As a writer obsessed with place and history I rely on first-hand experience--the opportunity to walk the same ground as my characters, if I can--as one way of sparking my imagination; another is research. Living in Saudi Arabia for a couple of years led me to write the stories for my first book as a way of investigating what I didn't know about a place where I had spent time. I'm now working on a novel that was originally set in Berlin during WWII. Over the past few years it has expanded to include a multi-generational cast of characters as well as settings in the United States, and I've discovered that the book is as much about place and migrations and home as it is anything else. The NEA fellowship will afford me the opportunity for some travel and research, and sustained time away from other work to shape the current draft into a cohesive narrative. Twinning the bolt of confidence this fellowship provides with the humility at having received it is an amazing feeling as a writer. I'm honored to be a part of this American literary tradition.

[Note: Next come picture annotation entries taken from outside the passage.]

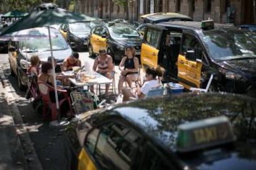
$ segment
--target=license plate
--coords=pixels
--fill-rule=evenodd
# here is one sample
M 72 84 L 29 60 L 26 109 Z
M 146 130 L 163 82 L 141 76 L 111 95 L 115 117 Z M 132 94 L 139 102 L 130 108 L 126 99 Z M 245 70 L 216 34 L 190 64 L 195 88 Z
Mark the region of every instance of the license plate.
M 140 55 L 140 51 L 135 51 L 135 55 Z

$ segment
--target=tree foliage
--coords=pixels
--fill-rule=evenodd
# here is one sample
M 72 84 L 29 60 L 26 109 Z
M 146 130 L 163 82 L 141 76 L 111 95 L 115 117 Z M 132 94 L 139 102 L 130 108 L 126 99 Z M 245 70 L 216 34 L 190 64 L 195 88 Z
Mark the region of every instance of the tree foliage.
M 126 4 L 127 0 L 113 0 L 116 5 L 124 6 Z

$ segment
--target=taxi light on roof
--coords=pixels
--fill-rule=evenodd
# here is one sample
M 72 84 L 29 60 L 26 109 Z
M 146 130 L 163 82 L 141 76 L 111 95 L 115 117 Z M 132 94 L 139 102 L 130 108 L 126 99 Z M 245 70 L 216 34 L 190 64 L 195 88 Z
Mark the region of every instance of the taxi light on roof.
M 221 145 L 236 140 L 228 118 L 224 116 L 182 124 L 177 128 L 177 150 L 180 152 Z
M 203 30 L 213 29 L 214 28 L 214 21 L 213 20 L 202 21 L 201 28 Z
M 109 22 L 108 23 L 108 26 L 113 26 L 114 25 L 115 25 L 115 22 Z

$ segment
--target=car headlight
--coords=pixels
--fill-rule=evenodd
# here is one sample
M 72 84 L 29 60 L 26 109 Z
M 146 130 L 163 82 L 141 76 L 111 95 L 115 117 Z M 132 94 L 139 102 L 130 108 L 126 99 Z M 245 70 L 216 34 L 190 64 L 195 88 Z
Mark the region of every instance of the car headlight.
M 25 60 L 21 59 L 20 60 L 20 65 L 22 69 L 28 69 L 28 67 L 30 65 L 30 62 Z
M 124 49 L 126 47 L 124 46 L 117 46 L 117 49 L 120 50 L 120 51 L 124 51 Z

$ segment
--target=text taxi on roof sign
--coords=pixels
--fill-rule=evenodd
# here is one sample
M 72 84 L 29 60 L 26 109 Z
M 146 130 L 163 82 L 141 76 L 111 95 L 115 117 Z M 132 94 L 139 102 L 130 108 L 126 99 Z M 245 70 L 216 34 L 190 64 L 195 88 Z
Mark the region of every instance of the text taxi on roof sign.
M 210 91 L 256 97 L 255 46 L 247 31 L 213 20 L 161 22 L 147 26 L 140 60 L 143 70 L 164 67 L 166 81 L 187 89 L 205 88 L 213 75 Z

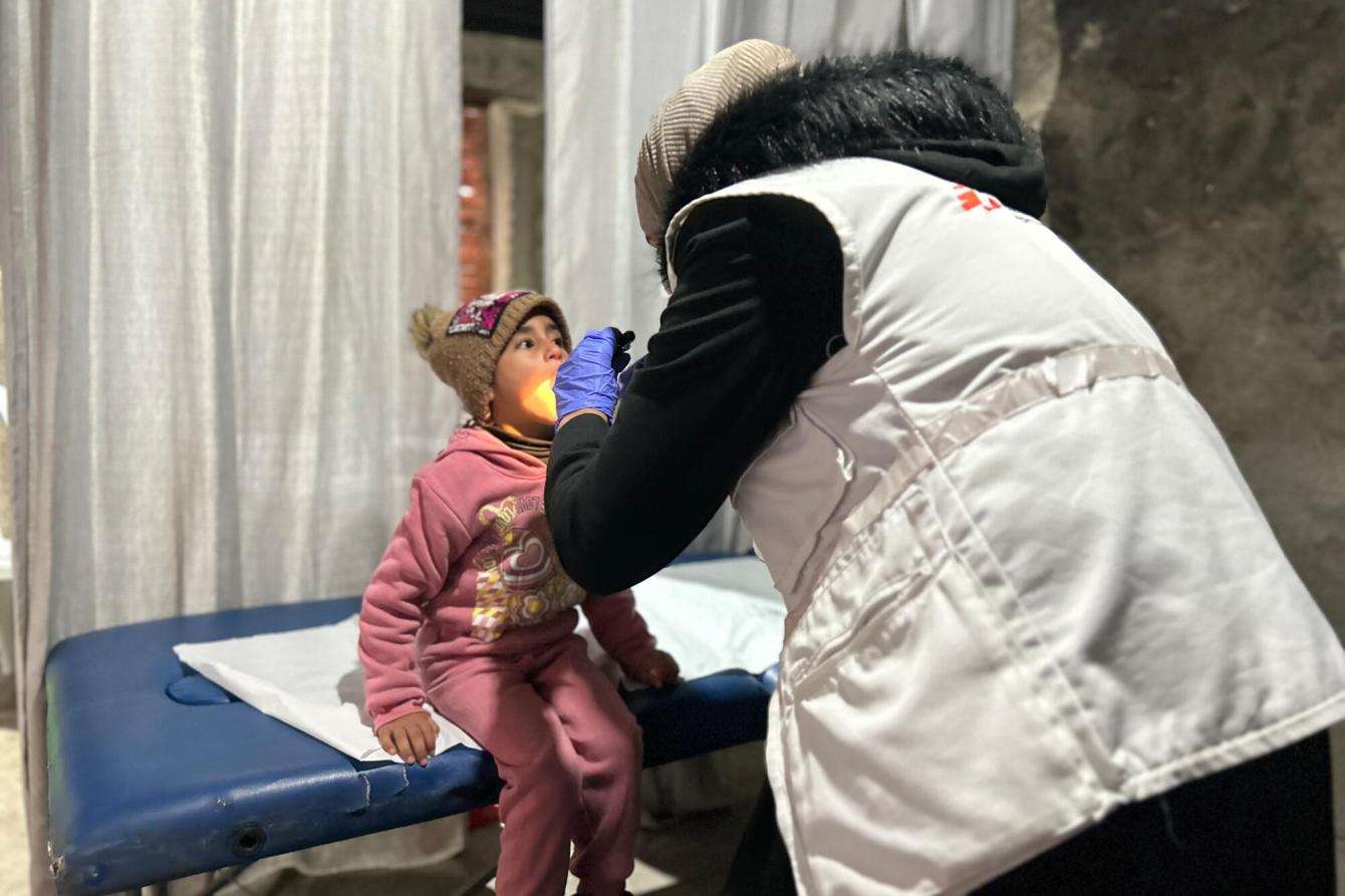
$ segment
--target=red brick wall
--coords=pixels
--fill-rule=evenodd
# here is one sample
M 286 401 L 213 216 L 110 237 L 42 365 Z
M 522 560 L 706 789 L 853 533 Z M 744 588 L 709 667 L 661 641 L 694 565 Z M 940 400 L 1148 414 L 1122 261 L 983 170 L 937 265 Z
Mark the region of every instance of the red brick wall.
M 459 191 L 459 284 L 463 300 L 491 291 L 491 191 L 486 171 L 486 104 L 463 104 L 463 187 Z

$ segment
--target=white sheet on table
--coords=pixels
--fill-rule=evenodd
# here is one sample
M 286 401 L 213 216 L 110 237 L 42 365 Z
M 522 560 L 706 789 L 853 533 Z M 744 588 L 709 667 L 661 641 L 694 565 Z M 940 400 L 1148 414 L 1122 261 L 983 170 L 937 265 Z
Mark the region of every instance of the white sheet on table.
M 724 669 L 760 673 L 779 658 L 784 607 L 756 557 L 670 566 L 638 585 L 635 595 L 659 647 L 678 661 L 683 678 Z M 578 632 L 589 642 L 589 655 L 619 677 L 582 619 Z M 358 636 L 354 615 L 315 628 L 178 644 L 174 652 L 239 700 L 347 756 L 386 760 L 364 713 Z M 447 718 L 433 710 L 430 716 L 440 728 L 436 752 L 455 744 L 476 747 Z

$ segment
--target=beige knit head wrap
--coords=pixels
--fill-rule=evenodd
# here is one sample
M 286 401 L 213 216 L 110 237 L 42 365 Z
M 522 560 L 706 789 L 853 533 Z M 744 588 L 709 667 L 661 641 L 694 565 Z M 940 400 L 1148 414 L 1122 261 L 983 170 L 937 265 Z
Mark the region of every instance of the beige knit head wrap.
M 650 121 L 635 168 L 635 207 L 644 238 L 663 238 L 663 203 L 686 153 L 714 117 L 799 59 L 769 40 L 742 40 L 689 74 Z
M 467 412 L 487 421 L 486 390 L 495 382 L 495 365 L 514 332 L 533 313 L 550 315 L 569 351 L 570 328 L 561 307 L 550 296 L 526 289 L 480 296 L 457 311 L 425 305 L 412 315 L 412 339 L 421 358 L 463 400 Z

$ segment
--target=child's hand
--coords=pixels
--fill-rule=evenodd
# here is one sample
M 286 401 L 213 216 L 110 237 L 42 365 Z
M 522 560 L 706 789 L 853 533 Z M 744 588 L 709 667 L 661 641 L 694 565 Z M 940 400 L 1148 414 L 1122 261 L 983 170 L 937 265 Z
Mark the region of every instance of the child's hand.
M 420 710 L 394 718 L 374 733 L 389 753 L 401 756 L 402 761 L 416 761 L 424 767 L 434 755 L 438 725 L 428 712 Z
M 650 687 L 667 687 L 675 685 L 678 674 L 677 661 L 662 650 L 647 650 L 631 663 L 631 678 L 648 685 Z

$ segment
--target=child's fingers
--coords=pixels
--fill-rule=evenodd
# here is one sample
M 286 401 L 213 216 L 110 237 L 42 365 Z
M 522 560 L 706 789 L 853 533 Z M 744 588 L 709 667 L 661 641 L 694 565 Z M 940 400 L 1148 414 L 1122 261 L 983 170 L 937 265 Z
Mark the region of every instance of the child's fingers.
M 429 755 L 429 751 L 425 749 L 425 731 L 418 725 L 409 725 L 406 733 L 412 741 L 412 755 L 417 763 L 424 766 L 425 757 Z
M 412 752 L 412 741 L 410 737 L 406 736 L 405 728 L 398 728 L 393 732 L 393 743 L 397 744 L 397 755 L 402 757 L 402 761 L 412 761 L 414 753 Z
M 425 755 L 434 755 L 434 740 L 438 737 L 438 725 L 434 724 L 433 718 L 426 718 L 421 722 L 425 728 Z

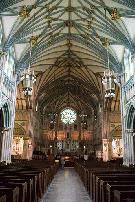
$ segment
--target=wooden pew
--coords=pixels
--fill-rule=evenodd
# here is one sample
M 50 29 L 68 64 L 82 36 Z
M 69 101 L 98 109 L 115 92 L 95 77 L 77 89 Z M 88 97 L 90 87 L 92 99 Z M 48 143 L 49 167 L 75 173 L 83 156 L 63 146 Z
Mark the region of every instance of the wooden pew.
M 0 202 L 6 202 L 6 195 L 5 194 L 0 196 Z
M 114 190 L 119 190 L 119 191 L 128 191 L 135 189 L 135 182 L 119 182 L 119 184 L 113 184 L 113 183 L 107 183 L 106 189 L 107 189 L 107 198 L 104 201 L 107 202 L 113 202 L 114 201 Z
M 0 186 L 0 195 L 6 195 L 6 202 L 19 202 L 19 188 Z
M 135 175 L 134 175 L 135 177 Z M 104 196 L 106 195 L 105 192 L 105 186 L 107 184 L 107 181 L 112 180 L 112 181 L 134 181 L 133 176 L 128 175 L 128 174 L 120 174 L 120 173 L 115 173 L 115 175 L 99 175 L 96 176 L 96 184 L 94 184 L 94 201 L 99 201 L 99 200 L 104 200 Z
M 126 201 L 127 198 L 134 199 L 135 190 L 130 190 L 130 191 L 114 190 L 114 202 L 123 202 L 123 201 Z

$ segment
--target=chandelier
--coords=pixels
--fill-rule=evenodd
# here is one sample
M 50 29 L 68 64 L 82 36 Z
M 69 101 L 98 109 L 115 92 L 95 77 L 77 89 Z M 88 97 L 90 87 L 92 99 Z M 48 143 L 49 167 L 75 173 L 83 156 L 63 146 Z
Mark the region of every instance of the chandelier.
M 30 61 L 31 61 L 31 49 L 32 46 L 34 45 L 33 43 L 33 36 L 30 39 Z M 23 85 L 23 94 L 25 96 L 31 96 L 32 92 L 33 92 L 33 84 L 36 81 L 36 76 L 34 74 L 34 70 L 31 70 L 31 63 L 29 62 L 29 67 L 28 69 L 24 72 L 23 75 L 23 81 L 22 81 L 22 85 Z
M 114 72 L 110 69 L 104 71 L 102 83 L 105 88 L 105 98 L 115 97 L 115 84 L 117 83 Z
M 34 71 L 31 71 L 30 68 L 25 71 L 23 75 L 23 94 L 25 96 L 31 96 L 33 92 L 33 83 L 36 81 L 36 76 L 34 74 Z
M 105 10 L 105 19 L 106 19 L 106 10 Z M 107 32 L 107 19 L 106 19 L 106 32 Z M 114 74 L 114 71 L 112 71 L 109 67 L 109 52 L 108 52 L 108 46 L 109 41 L 107 39 L 106 43 L 106 52 L 107 52 L 107 70 L 104 71 L 104 76 L 102 77 L 102 83 L 105 88 L 105 98 L 113 98 L 115 97 L 115 84 L 117 82 L 116 75 Z

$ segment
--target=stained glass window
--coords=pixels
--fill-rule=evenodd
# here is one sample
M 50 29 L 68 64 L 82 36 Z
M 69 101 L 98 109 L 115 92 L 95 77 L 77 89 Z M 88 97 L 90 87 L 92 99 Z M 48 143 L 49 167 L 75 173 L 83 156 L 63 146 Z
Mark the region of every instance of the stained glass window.
M 61 121 L 65 124 L 72 124 L 75 122 L 77 114 L 73 109 L 66 108 L 61 112 Z

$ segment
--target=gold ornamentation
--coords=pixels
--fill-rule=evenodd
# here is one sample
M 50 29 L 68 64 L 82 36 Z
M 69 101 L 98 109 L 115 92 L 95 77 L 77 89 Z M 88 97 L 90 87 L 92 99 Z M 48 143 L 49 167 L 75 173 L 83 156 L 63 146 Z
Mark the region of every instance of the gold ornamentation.
M 30 38 L 30 44 L 31 44 L 31 46 L 36 45 L 37 44 L 37 40 L 38 40 L 38 36 L 32 36 Z
M 117 8 L 113 8 L 111 12 L 111 19 L 118 20 L 120 18 Z
M 27 8 L 27 6 L 21 7 L 21 10 L 19 12 L 19 16 L 22 17 L 22 18 L 28 18 L 29 15 L 30 15 L 30 11 Z
M 101 42 L 102 42 L 102 45 L 105 46 L 105 47 L 108 47 L 109 46 L 109 39 L 108 38 L 103 38 L 101 39 Z

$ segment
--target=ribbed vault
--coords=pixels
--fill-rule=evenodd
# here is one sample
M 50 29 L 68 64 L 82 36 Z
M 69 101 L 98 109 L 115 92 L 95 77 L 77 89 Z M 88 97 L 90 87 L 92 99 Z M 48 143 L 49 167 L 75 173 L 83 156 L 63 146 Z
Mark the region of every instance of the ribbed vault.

From the short story "The Grand Tour"
After a life of living in the desert, Hamid decided to admit a kind of defeat. He was an old man past sixty. By the time he rode into the village of Al-Kharj with his wife, Rafa, and the Texan, Gus, they possessed only the things they tied to the three aging camels and a pair of spindly, recalcitrant mares. Gus asked where they were going, in the mild way Hamid had become accustomed to. "A relation," Hamid told him. "His father owed mine a debt." Gus understood about extended Bedouin families; this relation, then, would take them in.
He had been with the husband and wife--who were childless--since the day nearly twenty-five years earlier when they had rescued him from the aftermath of a storm. He had never meant to survive it. His companion had not. Hamid and Rafa seemed to understand Gus's guilt, and had delivered him up from the wild sands, burying the other and with it, the Texan's past. He was theirs and stayed theirs, through everything. Now Rafa pulled her camel's reins taut and sat high in her seat. She surveyed the last downward slope to the village and said, very softly, "Here we will make another home." Hamid grunted in reply.
Rafa was some years younger than her husband, as was Gus. The Texan had grown into himself (he had been stripped back by his convalescence, Rafa remembered, in both body and mind), and though he remained slight, and the folds of his robes seemed always to find his bones to cling against, the fragility of his appearance was deceptive. His footing in sand was sure, and he was a steady shot with a rifle. On this journey he had been the one to keep them going with kills of small game: they took what they came across, birds and the occasional hare, once a spiny dubh lizard--a delicacy and, especially now, a good omen. That meal had been the day before reaching Al-Kharj; Rafa agreed with her husband that it was indeed good luck, and Gus's providing it seemed to refresh a sense of good will among the three, but as Hamid continued to extol their fortune in the small fire's light Rafa closed her ears to the sound of his voice.
Hamid wanted her appreciation now, as the houses of the village came into sharper view, but what she had said did not achieve its mark.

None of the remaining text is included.